Saturday, March 03, 2018 1:00 am
Border wall firm facing scrutiny over past practices
OMAHA, Neb. – A tiny Nebraska startup awarded the first border wall construction project under President Donald Trump is the offshoot of a construction firm that was sued repeatedly for failing to pay subcontractors and accused in a 2016 government audit of shady billing practices.
SWF Constructors, which lists just one employee in its Omaha office, won the $11 million federal contract in November as part of a project to replace a little more than 2 miles of a current fence with post-style barriers 30 feet high in Calexico, California.
It's the first wall contract awarded in the Trump administration outside of eight prototypes that were built last year in San Diego. The project represents a sliver of the president's plan that was central to his presidential campaign promise for a wall at the border with Mexico.
Richard Silva, who is listed in government documents as the primary contact for both SWF and Coastal Environmental Group, which online government documents list as its owner, did not return numerous phone and email messages left by The Associated Press seeking comment.
In 2011, the federal government sued Coastal on behalf of Anderson's client as part of a multimillion-dollar lead cleanup project at an EPA Superfund site in northeast Omaha. The lawsuit accused Coastal of failing to pay the subcontractor nearly $400,000 in labor and equipment costs and of reneging on a profit sharing agreement that cheated the subcontractor out of about $1.7 million. The lawsuit was settled in 2015 for an undisclosed amount.
In 2014, Coastal was again sued by the federal government for failing to pay another subcontractor more than $175,000 for construction of concrete docks at the U.S. Coast Guard facility at Fire Island, New York.
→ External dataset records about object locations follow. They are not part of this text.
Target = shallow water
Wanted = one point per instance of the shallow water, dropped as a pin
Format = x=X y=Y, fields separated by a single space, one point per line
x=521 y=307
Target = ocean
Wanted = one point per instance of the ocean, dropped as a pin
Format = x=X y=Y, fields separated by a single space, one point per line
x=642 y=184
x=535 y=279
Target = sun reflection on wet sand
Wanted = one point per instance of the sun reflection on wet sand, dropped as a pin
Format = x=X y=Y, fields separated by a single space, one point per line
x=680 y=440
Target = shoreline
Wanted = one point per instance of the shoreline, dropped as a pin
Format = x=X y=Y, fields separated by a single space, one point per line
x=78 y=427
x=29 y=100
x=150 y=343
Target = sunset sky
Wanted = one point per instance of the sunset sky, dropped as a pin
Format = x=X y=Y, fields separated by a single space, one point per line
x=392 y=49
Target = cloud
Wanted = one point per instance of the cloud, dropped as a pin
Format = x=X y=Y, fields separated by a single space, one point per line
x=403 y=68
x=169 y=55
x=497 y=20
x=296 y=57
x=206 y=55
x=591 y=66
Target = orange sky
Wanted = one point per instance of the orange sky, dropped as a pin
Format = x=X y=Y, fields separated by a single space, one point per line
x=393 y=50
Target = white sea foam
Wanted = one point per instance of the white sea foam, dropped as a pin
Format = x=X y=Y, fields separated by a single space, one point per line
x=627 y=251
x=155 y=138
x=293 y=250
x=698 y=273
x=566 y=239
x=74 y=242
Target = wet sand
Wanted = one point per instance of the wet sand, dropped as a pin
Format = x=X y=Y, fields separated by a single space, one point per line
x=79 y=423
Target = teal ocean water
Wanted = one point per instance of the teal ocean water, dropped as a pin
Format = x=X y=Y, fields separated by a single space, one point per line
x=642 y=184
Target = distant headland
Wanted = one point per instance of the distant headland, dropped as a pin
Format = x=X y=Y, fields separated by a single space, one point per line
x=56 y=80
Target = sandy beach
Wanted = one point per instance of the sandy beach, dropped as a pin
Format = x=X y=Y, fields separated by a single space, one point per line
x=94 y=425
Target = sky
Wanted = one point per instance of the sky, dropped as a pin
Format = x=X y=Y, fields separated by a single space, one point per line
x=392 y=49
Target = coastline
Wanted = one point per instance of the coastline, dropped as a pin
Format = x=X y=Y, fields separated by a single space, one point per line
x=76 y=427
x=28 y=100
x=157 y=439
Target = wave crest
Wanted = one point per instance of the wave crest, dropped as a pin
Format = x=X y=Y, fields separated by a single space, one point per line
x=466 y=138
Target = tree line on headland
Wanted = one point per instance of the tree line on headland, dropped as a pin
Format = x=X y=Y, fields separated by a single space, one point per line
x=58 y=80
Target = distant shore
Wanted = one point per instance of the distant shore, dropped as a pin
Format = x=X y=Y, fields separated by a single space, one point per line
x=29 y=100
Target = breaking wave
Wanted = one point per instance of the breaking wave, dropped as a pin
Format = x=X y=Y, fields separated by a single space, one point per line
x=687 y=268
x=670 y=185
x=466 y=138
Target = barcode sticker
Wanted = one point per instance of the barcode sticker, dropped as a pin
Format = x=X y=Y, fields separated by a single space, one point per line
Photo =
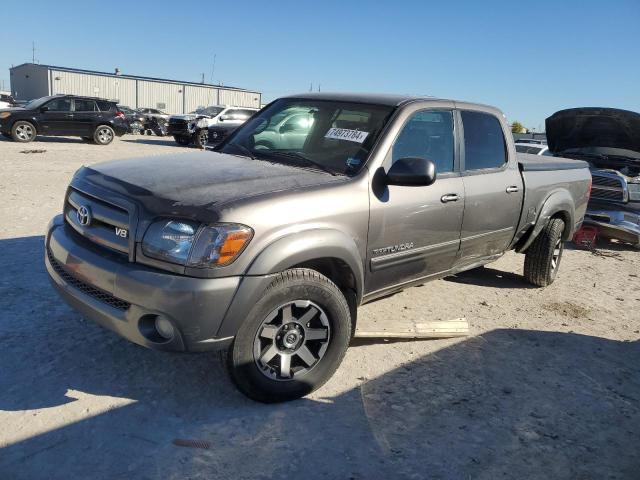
x=346 y=134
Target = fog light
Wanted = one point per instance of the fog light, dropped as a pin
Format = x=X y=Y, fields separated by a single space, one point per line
x=164 y=327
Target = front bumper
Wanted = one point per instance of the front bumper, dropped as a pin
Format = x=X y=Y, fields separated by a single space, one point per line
x=127 y=297
x=619 y=224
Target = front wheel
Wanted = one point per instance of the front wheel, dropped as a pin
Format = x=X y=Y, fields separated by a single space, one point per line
x=293 y=340
x=542 y=260
x=103 y=135
x=23 y=132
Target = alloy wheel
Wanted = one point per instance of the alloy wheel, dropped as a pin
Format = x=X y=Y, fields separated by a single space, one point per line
x=291 y=340
x=105 y=135
x=24 y=132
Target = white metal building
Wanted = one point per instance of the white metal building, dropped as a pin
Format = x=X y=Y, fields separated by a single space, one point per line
x=31 y=80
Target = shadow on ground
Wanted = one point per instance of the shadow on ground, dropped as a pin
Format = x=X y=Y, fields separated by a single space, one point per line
x=507 y=404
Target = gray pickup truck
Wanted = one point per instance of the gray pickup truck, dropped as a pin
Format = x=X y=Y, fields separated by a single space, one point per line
x=267 y=250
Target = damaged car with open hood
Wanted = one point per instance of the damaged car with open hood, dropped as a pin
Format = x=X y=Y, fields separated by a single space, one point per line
x=609 y=139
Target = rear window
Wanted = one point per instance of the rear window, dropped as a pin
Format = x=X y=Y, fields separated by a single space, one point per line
x=484 y=143
x=105 y=106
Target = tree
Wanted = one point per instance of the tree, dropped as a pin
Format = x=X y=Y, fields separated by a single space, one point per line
x=517 y=127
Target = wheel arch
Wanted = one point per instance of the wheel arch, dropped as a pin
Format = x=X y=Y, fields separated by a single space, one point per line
x=329 y=252
x=559 y=204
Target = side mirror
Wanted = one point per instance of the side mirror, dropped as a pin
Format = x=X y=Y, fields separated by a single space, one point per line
x=412 y=171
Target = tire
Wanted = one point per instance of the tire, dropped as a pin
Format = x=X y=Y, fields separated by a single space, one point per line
x=201 y=138
x=23 y=132
x=180 y=140
x=302 y=315
x=542 y=260
x=103 y=135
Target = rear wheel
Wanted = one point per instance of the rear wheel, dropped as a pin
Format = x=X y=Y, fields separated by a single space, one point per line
x=23 y=131
x=180 y=140
x=103 y=135
x=542 y=259
x=293 y=339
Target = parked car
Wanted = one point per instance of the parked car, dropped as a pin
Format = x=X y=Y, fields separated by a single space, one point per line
x=534 y=149
x=94 y=119
x=609 y=139
x=193 y=127
x=154 y=112
x=135 y=119
x=7 y=101
x=218 y=133
x=269 y=251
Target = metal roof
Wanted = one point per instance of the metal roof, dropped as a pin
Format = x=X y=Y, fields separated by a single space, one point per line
x=133 y=77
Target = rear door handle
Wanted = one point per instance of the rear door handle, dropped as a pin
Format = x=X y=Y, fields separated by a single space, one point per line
x=450 y=197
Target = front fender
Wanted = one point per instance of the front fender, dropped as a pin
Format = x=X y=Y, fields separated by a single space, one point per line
x=308 y=245
x=284 y=253
x=559 y=202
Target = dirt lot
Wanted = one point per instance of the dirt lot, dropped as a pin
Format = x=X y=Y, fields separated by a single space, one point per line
x=546 y=386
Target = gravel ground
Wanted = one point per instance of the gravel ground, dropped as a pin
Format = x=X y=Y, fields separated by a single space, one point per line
x=546 y=386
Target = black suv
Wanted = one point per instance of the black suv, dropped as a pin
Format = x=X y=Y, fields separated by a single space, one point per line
x=93 y=119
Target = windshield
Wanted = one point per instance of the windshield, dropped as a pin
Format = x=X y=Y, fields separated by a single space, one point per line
x=38 y=102
x=336 y=137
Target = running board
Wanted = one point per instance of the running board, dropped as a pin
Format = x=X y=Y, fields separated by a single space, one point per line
x=458 y=327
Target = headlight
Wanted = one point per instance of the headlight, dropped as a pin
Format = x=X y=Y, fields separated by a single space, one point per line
x=186 y=243
x=634 y=192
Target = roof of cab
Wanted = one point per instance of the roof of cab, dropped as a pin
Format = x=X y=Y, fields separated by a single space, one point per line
x=392 y=100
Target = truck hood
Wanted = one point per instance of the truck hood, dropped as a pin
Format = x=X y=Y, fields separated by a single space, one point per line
x=197 y=184
x=592 y=128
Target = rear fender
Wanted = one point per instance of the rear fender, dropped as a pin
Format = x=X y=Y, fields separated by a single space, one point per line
x=559 y=203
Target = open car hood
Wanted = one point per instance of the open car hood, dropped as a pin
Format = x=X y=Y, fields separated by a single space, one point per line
x=593 y=128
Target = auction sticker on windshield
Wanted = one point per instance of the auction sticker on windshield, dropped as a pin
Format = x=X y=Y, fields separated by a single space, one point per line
x=346 y=134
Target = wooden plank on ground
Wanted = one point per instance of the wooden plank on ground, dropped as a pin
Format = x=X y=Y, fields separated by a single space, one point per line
x=412 y=329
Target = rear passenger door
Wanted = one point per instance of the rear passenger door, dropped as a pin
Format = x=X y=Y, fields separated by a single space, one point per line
x=414 y=231
x=85 y=116
x=493 y=188
x=58 y=118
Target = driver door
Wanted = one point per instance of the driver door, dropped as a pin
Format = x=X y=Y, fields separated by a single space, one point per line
x=414 y=231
The lawsuit was settled in 2015, also for an undisclosed amount.
A year later, an audit by the U.S. Interior Department found $2 million in questionable spending that should have flagged it as a problem company, but did not.
“It was probably an oversight,” said Nancy DiPaolo, with the Interior Department's Office of the Inspector General.
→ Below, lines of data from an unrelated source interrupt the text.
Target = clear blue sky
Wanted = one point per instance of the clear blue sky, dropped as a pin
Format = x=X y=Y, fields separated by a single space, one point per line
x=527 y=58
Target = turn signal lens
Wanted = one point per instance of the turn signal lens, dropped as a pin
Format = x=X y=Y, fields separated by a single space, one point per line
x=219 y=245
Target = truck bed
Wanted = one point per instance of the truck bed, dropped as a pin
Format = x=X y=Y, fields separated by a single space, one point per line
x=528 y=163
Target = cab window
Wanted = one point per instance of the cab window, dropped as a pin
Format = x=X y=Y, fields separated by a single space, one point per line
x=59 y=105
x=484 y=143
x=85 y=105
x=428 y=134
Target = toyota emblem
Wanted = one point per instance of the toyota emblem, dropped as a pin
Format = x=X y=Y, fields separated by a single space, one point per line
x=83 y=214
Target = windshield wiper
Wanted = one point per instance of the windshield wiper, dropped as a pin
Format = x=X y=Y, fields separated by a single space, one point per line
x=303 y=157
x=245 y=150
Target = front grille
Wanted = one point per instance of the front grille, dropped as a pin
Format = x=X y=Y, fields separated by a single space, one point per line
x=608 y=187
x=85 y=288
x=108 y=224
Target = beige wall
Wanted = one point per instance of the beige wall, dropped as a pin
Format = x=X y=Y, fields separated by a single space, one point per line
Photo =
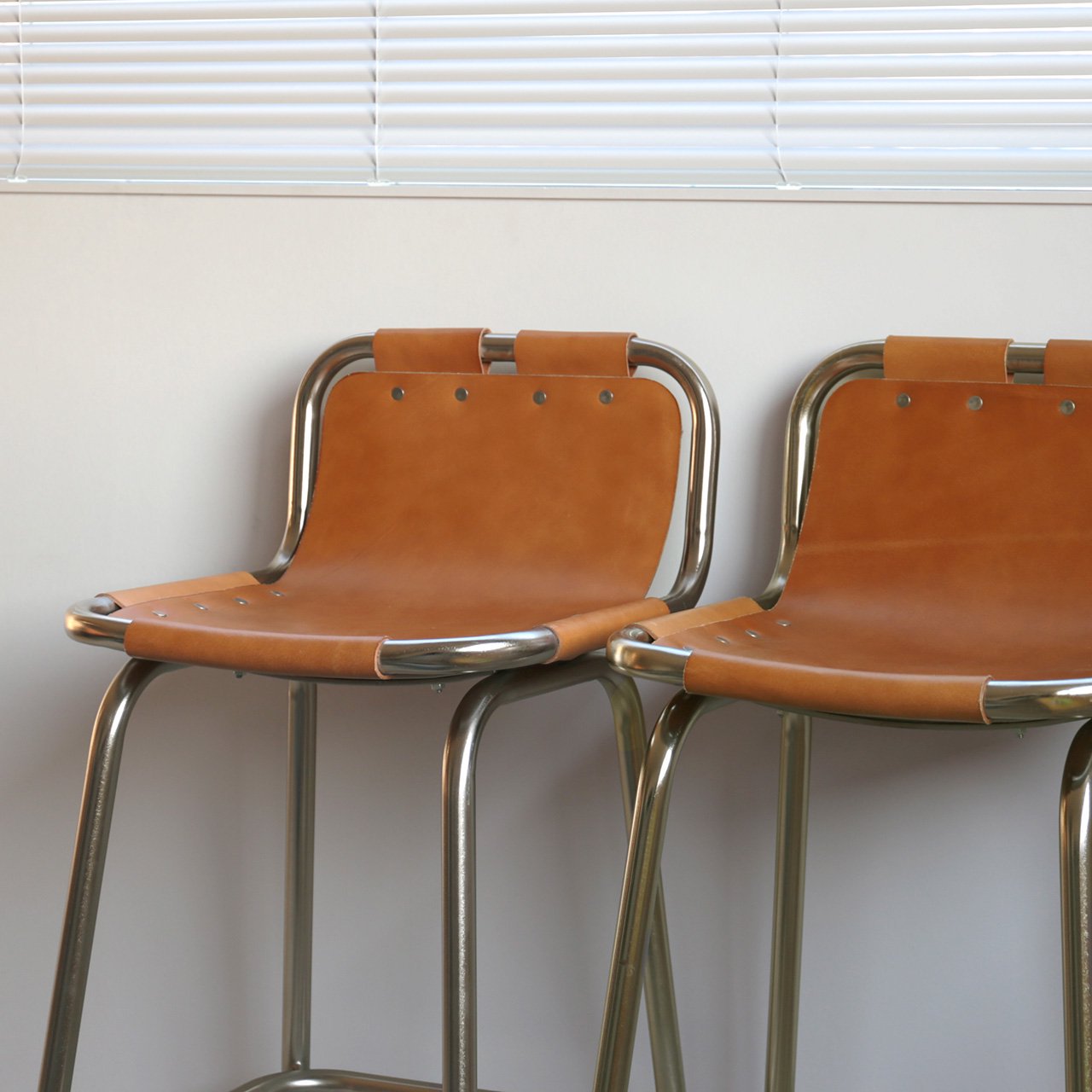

Coastal's new Omaha company, SWF, is not registered with either the Nebraska Secretary of State's office or the Nebraska Department of Labor, which is required for any company doing business within the state.
The U.S. Army Corps of Engineers in Fort Worth, Texas, bid the Calexico wall project, according to federal records. The agency told The Associated Press that it would provide information on the process used to select and vet SWF, but had provided no such information by late Friday.